As an implementation note (mostly gotten from other sources though), the way the dependencies are manifest is that the domain layer will define some sort of interface - say LoansRepository, which deals with the persistence of Loan entities. The infrastructure layer will implement the LoansRepository via a PostgresLoansRepository that will handle speaking with a properly configured Postgres instance. It could also define MySqlLoansRepository or FlatFileLoansRepository. The main component will then need to configure that the LoansRepository is resolved to the appropriate implementation for the run. This way, the domain layer doesn’t use anything from the infrastructure layer explicitly - it just says what it expects some other components to provide, and leaves it up to main and polymorphism to do the rest.

The last section of the book is the catalogue of details. Essentially all the pieces of technology that we’d commonly understand as central to a system: databases, the web, frameworks, etc are relegated to mere details. Something which we should tightly keep in the application layer, but abstracted away to the needs of the domain layer, rather than running the show.
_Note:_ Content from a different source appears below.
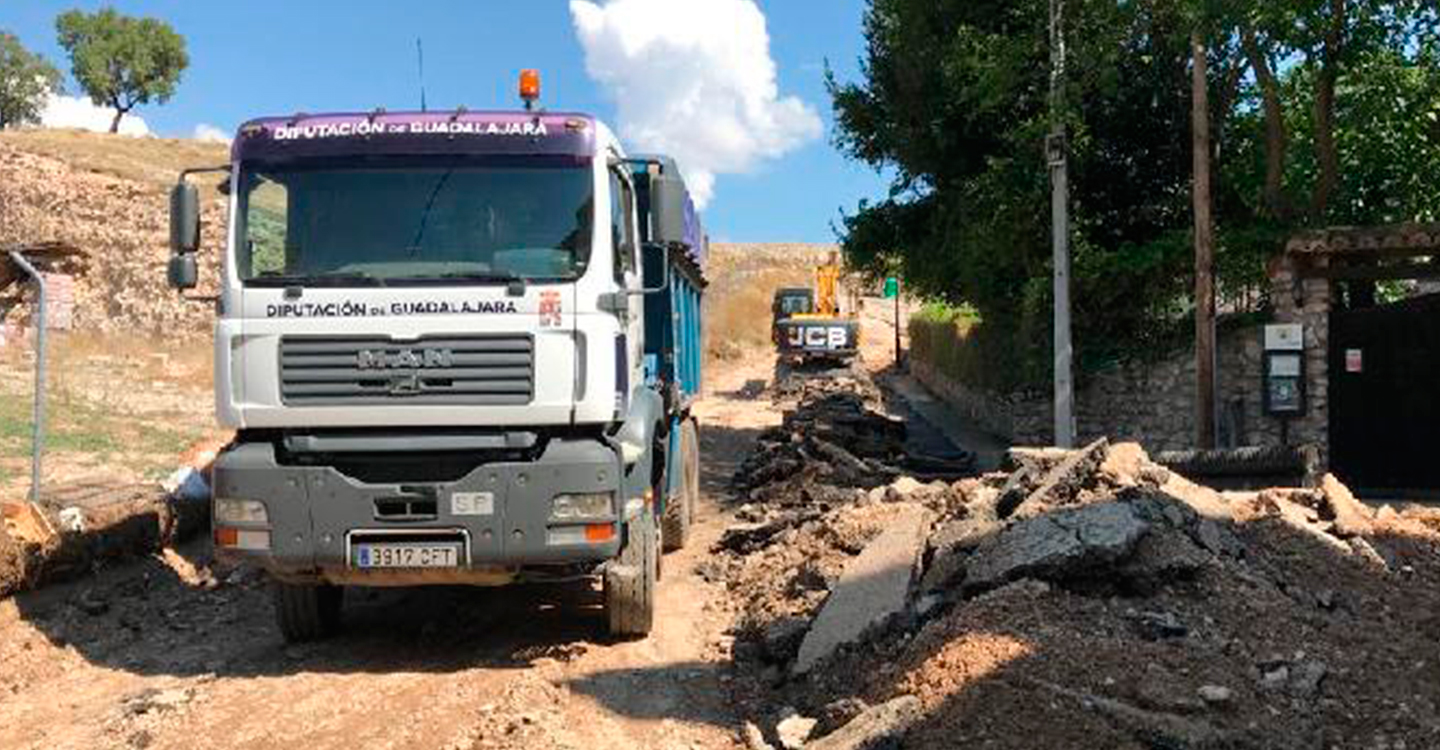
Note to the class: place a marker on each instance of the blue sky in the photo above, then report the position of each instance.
(267, 56)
This thing was both the most counterintuitive in the whole book, but also one of the truer and influential of the bunch. Indeed, building something with the “clean” architecture even imposes the use of libraries more than frameworks. Which is a trend I’ve seen in the industry anyway of shunning big and all-encompasing frameworks like Rails or Spring and moving towards simpler frameworks for special use-cases (and perhaps there’s even some causality there to look at).

There’s a link here to hexagonal architecture, the onion architecture and even domain driven design (to an extent). Indeed I’ve come to understand these architectures are a sort of large scale software design pattern for structuring the codebase. Ways in which it is useful to organize the classes/modules of a system, which we’ve observed to work and allow for easy understanding, reasoning, and expansion. On the other hand they’re not set in stone. Like all patterns they are (or should be) guidelines - each system will be different and have goals and constraints such that the form of $named architecture it uses will look different from another’s or from the standard. That’s why I think the principles are the most important part in the end. You can get something radically different than the “Clean Architecture”, but if it follows the principles, it would still be a good thing.
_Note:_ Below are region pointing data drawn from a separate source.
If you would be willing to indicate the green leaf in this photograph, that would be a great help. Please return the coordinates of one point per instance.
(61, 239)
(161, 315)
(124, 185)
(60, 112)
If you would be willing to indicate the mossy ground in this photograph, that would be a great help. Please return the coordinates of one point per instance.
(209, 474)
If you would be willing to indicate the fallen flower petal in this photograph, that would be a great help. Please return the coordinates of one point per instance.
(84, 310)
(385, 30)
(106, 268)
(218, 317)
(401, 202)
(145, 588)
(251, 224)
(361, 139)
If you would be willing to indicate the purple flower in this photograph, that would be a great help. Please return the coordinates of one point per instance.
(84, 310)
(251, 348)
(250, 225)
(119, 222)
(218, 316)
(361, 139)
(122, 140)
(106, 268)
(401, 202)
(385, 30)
Besides reading this book I also watched a bunch of talks, both from Uncle Bob and from others. I’m linking them here because they serve to clarify, contextualizie, and expand the understanding of clean architecture. They are:

I couldn’t end before mentioning the final chapter. It’s a rundown of Uncle Bob’s past projects. It was a fun read in itself but two things stood out. One was that Bob’s first gig was in 1970 programming a computer for some union’s accounting needs. This was a mere 25 years after the first computers ever were built to help with the atomic bombs. That’s a massive achievement to go from the smartest minds of a generation working on the cutting edge to a fresh highschool grad of 18 years working on an old (by then) machine in the mundane field of union accounting. The second was just how brutal the developer experience was back then. Punched cards, days long edit-compile-test cycles, assembler everywhere. I’m not 100% I would have found being a programmer so interesting during those times. I’m hooked on our modern tooling.

Anyway, that’s it from me. There’s a lot more to the book, but hopefully, this has piqued your interest. Stay safe ‘till the next one.